GEOG 201 - Physical Geography

An introduction to the earth's major planetary components, including climate, river systems, glaciers, landforms, soils, and biogeography. The origins of these features and the processes that influence them are discussed with emphasis on applications in Canada, Alberta and Edmonton. Participation in weekly field-based labs and in a two-day, overnight field trip, usually in the latter part of September, are required.

GEOG 210 - The Global Village: Flourishing in an Interconnected World

Through different phases of globalization, the world has become increasingly interconnected - environmentally, economically, socially and culturally. Using the social science lenses of geography and international development studies, this course examines the nature of these interconnections and the opportunities and challenges they present, such as climate change, global poverty, and intercultural interaction and conflict. Solutions to the challenges are explored, seeking flourishing for all in the global village.

GEOG 300 - Humankind and the Biosphere

This course is a discussion of humankind's place in nature and of its responsibility for other organisms, the environment and resources. Environmental issues such as population, climate change, air and water pollution, energy and biodiversity are discussed with global and Canadian applications.

GEOG 310 - Human Geography

Human geography explores how human cultures and societies adapt to and shape natural landscapes and built environments. It considers spatial patterns within areas such as demographics, economics, politics, agriculture, and urban environments, focusing on both Canadian and international contexts. Skills in reading paper and digital maps and aerial photographs are also developed.

GEOG 321 - Community and Place

This course will examine the role of community in human social life in an age of globalization. Topics will include community development, diversity, social exclusion/inclusion, community resilience, and rural and urban communities. The course will also examine different types of communities including: radical Christian communities, cooperatives, intentional communities, and current initiatives in support of developing sustainable communities.

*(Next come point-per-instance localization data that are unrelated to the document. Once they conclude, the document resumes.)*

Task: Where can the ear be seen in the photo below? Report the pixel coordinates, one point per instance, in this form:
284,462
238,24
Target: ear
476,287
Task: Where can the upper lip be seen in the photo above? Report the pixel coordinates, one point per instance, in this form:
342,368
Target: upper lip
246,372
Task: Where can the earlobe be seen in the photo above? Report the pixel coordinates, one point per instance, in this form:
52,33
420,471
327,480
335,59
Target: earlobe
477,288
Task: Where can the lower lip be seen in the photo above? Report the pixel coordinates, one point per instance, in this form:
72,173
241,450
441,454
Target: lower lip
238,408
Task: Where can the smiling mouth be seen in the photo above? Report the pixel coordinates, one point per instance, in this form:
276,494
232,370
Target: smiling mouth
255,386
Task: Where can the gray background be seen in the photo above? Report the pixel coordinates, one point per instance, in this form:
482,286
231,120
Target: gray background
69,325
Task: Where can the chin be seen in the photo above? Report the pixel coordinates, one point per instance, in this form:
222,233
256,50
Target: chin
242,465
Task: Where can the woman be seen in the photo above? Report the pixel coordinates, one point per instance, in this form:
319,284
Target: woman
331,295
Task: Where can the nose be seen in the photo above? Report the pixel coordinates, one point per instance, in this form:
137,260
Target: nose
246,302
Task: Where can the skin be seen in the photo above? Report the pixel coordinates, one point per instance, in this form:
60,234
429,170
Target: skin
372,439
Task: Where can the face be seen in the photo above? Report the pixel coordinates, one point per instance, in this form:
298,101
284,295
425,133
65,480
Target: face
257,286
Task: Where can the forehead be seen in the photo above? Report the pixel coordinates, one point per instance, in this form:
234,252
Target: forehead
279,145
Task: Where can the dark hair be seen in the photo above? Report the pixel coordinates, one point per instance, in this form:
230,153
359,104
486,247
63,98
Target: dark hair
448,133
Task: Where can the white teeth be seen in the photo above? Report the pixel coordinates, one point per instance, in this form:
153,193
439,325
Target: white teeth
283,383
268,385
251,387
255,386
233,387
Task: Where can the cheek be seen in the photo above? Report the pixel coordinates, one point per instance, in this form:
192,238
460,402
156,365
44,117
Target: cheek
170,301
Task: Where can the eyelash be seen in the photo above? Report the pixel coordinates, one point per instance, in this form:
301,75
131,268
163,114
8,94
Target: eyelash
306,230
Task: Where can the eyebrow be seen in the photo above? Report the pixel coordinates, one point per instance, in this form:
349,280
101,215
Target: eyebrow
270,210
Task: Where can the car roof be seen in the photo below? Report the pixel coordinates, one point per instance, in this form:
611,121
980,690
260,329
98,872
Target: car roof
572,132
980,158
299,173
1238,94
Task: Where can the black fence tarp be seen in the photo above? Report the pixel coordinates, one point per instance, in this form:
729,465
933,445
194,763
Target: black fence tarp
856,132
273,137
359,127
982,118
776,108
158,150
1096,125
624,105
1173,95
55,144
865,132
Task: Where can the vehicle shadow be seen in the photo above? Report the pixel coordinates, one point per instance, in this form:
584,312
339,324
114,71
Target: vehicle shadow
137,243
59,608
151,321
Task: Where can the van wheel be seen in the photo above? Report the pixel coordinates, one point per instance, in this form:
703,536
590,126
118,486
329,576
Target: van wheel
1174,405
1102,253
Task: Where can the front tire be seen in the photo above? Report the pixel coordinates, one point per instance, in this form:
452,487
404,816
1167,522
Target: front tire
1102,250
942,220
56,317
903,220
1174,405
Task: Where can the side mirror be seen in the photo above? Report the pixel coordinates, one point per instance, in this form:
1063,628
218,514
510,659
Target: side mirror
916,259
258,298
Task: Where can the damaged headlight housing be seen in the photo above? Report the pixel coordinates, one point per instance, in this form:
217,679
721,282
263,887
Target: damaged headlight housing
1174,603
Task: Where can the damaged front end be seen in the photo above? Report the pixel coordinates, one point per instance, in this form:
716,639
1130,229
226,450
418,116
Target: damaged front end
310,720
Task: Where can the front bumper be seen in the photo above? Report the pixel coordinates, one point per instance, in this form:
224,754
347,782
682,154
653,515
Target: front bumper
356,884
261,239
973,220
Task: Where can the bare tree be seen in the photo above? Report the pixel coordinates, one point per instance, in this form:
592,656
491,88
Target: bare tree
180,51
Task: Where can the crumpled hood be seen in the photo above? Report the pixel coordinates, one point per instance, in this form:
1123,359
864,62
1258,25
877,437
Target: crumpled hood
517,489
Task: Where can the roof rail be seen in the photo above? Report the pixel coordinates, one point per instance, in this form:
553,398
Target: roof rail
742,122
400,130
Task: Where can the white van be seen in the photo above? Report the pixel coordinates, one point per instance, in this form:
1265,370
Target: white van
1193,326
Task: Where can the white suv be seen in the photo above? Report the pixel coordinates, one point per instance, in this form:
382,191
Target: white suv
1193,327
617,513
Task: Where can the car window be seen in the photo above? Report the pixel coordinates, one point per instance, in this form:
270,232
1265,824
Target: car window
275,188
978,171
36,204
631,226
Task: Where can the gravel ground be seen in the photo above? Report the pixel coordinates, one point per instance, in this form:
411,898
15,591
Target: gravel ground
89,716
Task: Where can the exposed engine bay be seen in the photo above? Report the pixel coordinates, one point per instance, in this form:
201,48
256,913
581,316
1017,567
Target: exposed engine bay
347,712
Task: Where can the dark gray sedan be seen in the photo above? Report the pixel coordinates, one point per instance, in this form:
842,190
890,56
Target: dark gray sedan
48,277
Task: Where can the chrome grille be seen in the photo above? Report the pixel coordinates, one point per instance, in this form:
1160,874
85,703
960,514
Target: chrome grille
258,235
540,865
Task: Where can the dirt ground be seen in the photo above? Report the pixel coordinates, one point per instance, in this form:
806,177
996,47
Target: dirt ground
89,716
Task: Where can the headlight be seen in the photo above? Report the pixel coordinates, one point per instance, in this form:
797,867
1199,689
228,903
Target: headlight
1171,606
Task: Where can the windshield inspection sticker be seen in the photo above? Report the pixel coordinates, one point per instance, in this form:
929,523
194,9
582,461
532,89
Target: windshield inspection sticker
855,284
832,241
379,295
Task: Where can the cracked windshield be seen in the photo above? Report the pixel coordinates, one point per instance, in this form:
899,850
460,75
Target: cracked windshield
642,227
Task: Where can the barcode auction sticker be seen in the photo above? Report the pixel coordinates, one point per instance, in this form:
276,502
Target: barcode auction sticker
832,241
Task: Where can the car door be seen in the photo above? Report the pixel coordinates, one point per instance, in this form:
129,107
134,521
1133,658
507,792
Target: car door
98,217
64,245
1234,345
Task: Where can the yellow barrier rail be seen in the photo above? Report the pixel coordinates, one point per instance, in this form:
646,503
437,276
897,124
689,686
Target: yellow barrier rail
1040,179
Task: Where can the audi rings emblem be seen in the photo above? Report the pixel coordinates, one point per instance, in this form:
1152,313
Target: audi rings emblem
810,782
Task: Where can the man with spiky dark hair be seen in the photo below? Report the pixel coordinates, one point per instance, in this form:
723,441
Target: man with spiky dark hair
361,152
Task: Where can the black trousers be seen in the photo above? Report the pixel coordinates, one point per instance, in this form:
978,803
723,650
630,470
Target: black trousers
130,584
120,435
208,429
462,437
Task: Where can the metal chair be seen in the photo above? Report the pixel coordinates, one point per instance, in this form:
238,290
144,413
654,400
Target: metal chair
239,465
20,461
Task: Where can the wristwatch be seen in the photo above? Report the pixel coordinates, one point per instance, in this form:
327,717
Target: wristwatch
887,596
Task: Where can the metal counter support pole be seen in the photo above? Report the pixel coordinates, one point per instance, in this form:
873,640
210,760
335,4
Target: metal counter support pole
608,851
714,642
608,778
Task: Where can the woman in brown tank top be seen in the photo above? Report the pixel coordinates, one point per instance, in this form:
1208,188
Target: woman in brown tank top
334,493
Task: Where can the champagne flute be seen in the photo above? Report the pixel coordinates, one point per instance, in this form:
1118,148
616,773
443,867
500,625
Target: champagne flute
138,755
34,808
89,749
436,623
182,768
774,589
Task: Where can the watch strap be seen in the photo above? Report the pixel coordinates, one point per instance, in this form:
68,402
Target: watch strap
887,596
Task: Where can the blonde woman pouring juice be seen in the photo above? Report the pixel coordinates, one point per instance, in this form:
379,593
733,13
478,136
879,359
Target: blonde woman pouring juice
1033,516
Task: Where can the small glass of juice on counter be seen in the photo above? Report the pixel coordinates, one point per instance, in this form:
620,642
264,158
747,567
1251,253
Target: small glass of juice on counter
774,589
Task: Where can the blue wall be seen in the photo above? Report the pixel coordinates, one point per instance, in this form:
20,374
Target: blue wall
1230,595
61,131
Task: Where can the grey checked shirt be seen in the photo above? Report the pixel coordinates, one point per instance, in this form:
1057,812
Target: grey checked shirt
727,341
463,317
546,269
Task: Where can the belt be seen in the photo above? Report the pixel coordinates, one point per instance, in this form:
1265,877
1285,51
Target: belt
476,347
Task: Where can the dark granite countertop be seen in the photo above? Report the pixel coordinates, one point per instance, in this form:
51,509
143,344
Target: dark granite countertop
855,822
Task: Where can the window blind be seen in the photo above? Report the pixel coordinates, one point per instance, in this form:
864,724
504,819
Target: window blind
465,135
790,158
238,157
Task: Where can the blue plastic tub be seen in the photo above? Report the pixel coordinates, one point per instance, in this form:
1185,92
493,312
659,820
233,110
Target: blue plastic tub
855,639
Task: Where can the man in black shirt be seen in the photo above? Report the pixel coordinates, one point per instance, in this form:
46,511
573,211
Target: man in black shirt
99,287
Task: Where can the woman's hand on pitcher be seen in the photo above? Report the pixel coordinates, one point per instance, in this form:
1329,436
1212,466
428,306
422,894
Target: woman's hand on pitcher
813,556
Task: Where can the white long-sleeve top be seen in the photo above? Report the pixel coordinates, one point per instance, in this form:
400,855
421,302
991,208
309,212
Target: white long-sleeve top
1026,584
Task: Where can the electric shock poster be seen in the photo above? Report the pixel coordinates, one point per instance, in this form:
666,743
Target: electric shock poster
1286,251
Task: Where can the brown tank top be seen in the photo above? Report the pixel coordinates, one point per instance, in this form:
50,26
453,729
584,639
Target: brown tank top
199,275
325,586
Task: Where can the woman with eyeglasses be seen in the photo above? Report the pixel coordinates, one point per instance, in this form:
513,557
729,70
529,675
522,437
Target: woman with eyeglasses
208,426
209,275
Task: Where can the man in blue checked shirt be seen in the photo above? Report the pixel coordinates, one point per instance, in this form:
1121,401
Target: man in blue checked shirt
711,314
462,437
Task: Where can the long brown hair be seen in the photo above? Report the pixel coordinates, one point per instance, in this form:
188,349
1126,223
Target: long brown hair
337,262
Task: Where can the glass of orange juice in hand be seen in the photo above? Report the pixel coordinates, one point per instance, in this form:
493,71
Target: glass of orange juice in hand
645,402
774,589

GEOG 350 - Geographic Information Systems

An introduction to the principles and applications of GIS. Hands-on lab assignments focus on data input and manipulation, spatial problem solving, and map presentation using GIS software on micro-computers. Students complete a GIS-based project.

GEOG 399 - Special Topics In Geography

A course on a topic or figure of special interest to a member of the geography faculty and offered on a non-recurring basis.

GEOG 450 - Advanced Geographic Information Systems

This course provides an advanced investigation into the principles and applications of geographic information systems. Hands-on lab assignments focus on geo-databases, metadata, data input, relational databases, advanced map design, and advanced techniques using GIS software. Students mentor introductory students, complete a paper and complete an advanced project.

GEOG 499 - Directed Studies in Geography

An opportunity to do in-depth geographical study on a topic of particular interest to the student. Students work closely with a member of the geography faculty. A student must apply in advance to the faculty member.